Biblical Cush lay south of Egypt. Most references to the term “Cush” probably refer to Lower and Upper Nubia, the region directly south of Egypt, with its northern limit at the First Cataract of the Nile and its southern boundary at the Sixth Cataract. Sometimes the term may have been used more broadly for parts of Africa south of Egypt, but Cush is not to be equated with modern Ethiopia.

Ancient sources confirm that Cush was a land of great wealth; in fact, the Egyptian name Nubia may come from the word nub, or “gold”. Egyptian trade lists record the precious minerals and other luxury items that travelled north from Cush along the Nile commerce routes. Among these commodities were gold, silver, cosmetics, balsam, frankincense and myrrh. Exotic animal products, such as ostrich eggs, rhinoceros horns and panther skins, were also available from or through Cush. Job 28:19 speaks of Cush as the source of the precious stone topaz.

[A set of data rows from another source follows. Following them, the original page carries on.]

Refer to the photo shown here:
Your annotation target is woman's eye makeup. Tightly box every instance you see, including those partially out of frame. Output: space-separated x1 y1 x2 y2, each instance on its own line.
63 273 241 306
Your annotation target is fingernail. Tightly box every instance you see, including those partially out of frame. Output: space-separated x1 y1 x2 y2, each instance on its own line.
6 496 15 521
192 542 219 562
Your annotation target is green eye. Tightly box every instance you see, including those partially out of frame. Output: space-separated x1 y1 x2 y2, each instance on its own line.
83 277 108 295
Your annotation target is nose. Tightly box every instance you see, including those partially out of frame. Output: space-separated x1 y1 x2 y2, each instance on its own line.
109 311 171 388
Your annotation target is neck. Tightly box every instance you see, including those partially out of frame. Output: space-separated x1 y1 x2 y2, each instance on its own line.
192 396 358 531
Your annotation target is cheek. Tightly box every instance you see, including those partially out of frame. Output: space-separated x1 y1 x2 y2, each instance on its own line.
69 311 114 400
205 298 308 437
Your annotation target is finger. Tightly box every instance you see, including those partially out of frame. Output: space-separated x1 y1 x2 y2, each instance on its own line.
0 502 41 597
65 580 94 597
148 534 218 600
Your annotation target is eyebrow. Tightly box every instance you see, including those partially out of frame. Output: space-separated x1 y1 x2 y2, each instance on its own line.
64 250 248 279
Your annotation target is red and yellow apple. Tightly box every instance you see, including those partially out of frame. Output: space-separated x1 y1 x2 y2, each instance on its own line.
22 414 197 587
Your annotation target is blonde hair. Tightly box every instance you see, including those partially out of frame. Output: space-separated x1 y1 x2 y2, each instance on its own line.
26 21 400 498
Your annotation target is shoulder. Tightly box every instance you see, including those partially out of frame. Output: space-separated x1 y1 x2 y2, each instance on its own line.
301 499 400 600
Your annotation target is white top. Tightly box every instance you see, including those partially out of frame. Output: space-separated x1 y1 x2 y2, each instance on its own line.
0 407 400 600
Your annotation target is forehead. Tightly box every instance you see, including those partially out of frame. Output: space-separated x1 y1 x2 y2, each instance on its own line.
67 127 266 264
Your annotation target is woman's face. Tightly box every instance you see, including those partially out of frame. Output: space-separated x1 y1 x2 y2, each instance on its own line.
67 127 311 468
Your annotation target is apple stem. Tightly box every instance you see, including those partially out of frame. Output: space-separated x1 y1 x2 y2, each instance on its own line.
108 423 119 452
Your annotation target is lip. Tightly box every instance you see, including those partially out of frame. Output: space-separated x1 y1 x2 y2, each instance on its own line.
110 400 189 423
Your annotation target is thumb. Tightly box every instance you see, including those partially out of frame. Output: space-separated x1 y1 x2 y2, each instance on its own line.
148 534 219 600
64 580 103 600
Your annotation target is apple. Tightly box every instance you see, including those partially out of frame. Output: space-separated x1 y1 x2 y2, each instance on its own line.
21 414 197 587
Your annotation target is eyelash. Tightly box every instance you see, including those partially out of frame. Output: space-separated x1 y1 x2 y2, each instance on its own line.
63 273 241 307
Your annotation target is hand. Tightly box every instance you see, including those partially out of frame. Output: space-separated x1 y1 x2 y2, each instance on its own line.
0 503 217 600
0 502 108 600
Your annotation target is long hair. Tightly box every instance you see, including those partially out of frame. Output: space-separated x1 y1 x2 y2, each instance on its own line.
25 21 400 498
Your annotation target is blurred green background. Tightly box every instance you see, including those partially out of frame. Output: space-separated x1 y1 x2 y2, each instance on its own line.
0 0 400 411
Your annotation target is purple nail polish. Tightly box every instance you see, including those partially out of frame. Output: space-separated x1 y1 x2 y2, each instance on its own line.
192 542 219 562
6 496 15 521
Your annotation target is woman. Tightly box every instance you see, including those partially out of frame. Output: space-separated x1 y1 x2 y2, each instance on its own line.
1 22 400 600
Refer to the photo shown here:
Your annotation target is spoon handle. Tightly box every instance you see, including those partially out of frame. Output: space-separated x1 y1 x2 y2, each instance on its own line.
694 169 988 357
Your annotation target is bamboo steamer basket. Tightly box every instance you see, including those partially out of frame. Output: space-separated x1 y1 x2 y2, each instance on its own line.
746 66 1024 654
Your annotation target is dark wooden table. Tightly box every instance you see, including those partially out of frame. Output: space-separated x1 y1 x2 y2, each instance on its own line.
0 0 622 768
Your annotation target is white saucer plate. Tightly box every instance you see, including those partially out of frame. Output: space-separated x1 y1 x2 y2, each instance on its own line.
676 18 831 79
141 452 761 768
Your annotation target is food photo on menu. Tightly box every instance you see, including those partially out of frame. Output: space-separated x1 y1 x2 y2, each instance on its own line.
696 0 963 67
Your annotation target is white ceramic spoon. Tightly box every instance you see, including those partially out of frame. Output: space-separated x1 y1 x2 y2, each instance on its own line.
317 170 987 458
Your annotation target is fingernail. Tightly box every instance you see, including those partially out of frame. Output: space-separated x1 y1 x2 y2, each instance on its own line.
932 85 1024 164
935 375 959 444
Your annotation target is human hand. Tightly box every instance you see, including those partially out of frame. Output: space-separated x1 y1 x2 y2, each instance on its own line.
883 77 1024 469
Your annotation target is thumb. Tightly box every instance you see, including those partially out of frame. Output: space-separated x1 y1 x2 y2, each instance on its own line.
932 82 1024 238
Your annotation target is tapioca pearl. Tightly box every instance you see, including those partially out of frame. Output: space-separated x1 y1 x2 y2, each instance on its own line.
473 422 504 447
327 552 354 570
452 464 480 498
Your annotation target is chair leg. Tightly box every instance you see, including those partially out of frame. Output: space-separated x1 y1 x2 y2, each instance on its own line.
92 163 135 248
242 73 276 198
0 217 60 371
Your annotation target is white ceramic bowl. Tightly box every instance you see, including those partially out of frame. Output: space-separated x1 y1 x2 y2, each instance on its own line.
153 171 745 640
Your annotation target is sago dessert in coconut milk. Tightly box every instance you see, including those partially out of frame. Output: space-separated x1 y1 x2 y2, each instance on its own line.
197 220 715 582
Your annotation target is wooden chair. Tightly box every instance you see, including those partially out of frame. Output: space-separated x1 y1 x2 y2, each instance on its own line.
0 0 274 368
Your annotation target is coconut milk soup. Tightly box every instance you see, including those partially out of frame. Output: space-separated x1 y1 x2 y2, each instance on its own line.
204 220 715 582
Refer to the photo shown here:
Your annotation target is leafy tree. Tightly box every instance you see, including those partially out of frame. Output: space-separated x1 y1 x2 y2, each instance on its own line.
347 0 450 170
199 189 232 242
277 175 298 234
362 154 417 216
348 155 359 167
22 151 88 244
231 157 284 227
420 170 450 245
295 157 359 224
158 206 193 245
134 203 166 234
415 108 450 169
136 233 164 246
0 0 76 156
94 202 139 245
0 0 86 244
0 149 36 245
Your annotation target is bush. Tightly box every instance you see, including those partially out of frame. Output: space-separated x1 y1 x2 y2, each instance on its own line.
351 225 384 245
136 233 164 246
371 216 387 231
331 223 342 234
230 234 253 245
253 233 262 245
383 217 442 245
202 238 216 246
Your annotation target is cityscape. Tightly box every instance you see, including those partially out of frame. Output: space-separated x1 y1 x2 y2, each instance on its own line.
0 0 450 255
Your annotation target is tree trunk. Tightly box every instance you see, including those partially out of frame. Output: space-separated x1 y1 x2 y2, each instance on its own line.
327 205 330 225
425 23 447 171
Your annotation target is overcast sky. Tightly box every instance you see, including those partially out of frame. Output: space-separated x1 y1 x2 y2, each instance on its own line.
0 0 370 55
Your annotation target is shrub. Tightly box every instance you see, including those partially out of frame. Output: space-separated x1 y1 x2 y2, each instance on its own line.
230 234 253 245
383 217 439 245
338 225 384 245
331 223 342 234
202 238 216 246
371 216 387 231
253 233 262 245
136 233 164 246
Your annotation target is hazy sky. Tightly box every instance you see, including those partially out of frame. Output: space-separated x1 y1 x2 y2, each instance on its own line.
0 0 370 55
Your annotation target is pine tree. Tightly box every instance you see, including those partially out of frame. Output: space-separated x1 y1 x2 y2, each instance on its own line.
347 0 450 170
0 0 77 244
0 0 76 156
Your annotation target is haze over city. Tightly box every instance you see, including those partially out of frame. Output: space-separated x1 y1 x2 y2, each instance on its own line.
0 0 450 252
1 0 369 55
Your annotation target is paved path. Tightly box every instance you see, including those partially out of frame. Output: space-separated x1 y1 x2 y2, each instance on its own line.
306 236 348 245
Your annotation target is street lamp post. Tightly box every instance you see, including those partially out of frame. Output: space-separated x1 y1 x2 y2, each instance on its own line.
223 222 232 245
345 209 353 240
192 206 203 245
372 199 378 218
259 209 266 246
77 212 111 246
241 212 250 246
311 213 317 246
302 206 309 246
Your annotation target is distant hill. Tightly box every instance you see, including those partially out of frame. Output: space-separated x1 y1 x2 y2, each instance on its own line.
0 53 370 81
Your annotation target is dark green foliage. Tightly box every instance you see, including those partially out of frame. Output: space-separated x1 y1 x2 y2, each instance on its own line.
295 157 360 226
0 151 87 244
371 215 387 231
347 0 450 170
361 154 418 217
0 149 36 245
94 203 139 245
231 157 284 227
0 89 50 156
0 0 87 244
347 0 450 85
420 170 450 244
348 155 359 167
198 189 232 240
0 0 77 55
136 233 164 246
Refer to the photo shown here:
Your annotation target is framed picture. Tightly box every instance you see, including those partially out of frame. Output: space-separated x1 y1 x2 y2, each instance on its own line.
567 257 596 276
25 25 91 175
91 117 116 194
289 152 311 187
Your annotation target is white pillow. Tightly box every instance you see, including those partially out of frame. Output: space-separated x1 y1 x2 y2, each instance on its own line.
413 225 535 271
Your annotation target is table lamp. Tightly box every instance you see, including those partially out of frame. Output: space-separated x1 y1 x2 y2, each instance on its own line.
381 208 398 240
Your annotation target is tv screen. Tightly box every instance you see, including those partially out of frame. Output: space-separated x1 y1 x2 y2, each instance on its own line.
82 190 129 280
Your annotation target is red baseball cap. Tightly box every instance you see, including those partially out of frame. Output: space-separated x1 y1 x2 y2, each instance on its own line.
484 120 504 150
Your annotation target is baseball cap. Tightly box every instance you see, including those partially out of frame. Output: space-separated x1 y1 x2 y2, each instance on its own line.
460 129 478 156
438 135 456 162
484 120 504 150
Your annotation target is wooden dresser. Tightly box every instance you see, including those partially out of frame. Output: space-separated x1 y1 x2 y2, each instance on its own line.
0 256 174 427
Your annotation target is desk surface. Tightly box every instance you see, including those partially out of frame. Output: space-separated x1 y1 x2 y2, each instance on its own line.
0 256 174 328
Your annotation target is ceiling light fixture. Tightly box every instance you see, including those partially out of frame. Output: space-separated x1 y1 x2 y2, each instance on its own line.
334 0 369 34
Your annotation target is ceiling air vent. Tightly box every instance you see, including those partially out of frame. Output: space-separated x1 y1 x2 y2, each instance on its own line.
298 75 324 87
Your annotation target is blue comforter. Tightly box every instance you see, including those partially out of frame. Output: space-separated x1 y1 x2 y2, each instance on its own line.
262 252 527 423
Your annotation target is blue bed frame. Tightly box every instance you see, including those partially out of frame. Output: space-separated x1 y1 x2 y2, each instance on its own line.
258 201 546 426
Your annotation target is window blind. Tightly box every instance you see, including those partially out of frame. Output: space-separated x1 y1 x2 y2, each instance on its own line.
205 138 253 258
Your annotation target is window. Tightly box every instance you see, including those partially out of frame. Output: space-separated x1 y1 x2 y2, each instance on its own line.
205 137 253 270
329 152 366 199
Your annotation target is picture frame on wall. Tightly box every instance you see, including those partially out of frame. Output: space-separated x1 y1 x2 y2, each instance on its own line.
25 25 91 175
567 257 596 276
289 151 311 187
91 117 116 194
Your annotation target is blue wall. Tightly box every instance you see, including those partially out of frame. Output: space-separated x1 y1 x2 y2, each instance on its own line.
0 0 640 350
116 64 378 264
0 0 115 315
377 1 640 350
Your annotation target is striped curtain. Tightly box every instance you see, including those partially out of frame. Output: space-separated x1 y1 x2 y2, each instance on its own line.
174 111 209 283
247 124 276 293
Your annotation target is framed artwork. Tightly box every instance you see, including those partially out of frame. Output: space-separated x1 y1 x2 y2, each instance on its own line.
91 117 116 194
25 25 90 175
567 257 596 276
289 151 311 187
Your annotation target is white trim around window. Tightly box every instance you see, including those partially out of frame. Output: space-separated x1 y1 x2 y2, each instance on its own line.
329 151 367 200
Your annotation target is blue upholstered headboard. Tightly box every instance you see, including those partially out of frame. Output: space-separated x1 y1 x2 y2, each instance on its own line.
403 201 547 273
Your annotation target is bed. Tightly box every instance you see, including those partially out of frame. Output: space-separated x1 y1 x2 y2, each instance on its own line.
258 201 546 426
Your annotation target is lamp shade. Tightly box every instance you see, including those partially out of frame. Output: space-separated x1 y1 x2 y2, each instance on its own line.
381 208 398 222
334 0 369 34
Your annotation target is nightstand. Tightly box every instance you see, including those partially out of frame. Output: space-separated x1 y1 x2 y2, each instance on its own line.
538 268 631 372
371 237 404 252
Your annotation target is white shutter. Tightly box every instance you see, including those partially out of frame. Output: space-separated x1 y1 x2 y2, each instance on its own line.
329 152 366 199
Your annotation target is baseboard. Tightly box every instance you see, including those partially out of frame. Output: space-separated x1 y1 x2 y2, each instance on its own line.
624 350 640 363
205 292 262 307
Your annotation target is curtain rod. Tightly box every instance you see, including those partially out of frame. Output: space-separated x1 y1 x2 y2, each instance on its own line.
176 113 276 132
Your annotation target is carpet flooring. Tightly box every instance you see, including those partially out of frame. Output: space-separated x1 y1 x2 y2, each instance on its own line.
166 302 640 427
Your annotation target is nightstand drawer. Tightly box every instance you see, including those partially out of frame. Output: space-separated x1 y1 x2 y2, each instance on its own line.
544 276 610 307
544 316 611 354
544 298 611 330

Throughout Egyptian history Nubia and Egypt struggled against each other. For the most part Egypt was dominant – especially when Egyptian power was at its height under the New Kingdom pharaohs. Sometimes, however, Nubians extended their reach into Egypt – as during the Second Intermediate period. While the Hyksos ruled Lower (northern) Egypt, the Nubians penetrated from the south. The Nubians themselves, however, were thoroughly Egyptianized.

Cushites appear several times in the Old Testament. Numbers 12:1 recounts that Moses had a Cushite wife; 2 Samuel 18:21-31 mentions that David’s army had a Cushite messenger; and 2 Chronicles 14:9 refers to a “Zerah the Cushite”, who fought against Asa of Judah.

From Biblical perspective, however, the most significant Cushite or Nubian power was represented by the Twenty-fifth Dynasty of Egypt (ca. 780-656 B.C.). Under the Nubian pharaohs Piye (Piankhi), Shabaka, Shebitku and Tarhaqa (Biblical Tirhaka, 2 Kings 19:9), the unified Egypt and Nubia became powerful and prosperous.

Shabaka, for example, carried our an extensive rebuilding campaign in Egypt, seeking to revive ancient pharaonic traditions such as building in the temple precinct at Karnak, near Thebes. Also, the Nubian military pushed northward out of Egypt and confronted the Assyrians. Shebitku checked the expansions of Sennacherib at Eltekeh (in the coastal plain of Israel) in 701 B.C.

Although the Nubian-Egyptian forces were a power to be reckoned with, Isaiah warned Judah against placing any hope in them for protection from Assyria (Isaiah 20:3-6). Indeed, Nubian fortunes soon fell before the Assyrians. Tarhaqa, although an energetic and capable ruler, was defeated and driven back by Esarhaddon of Assyria, who actually captured Memphis in 671 B.C. After that point Nubian power in Egypt collapsed.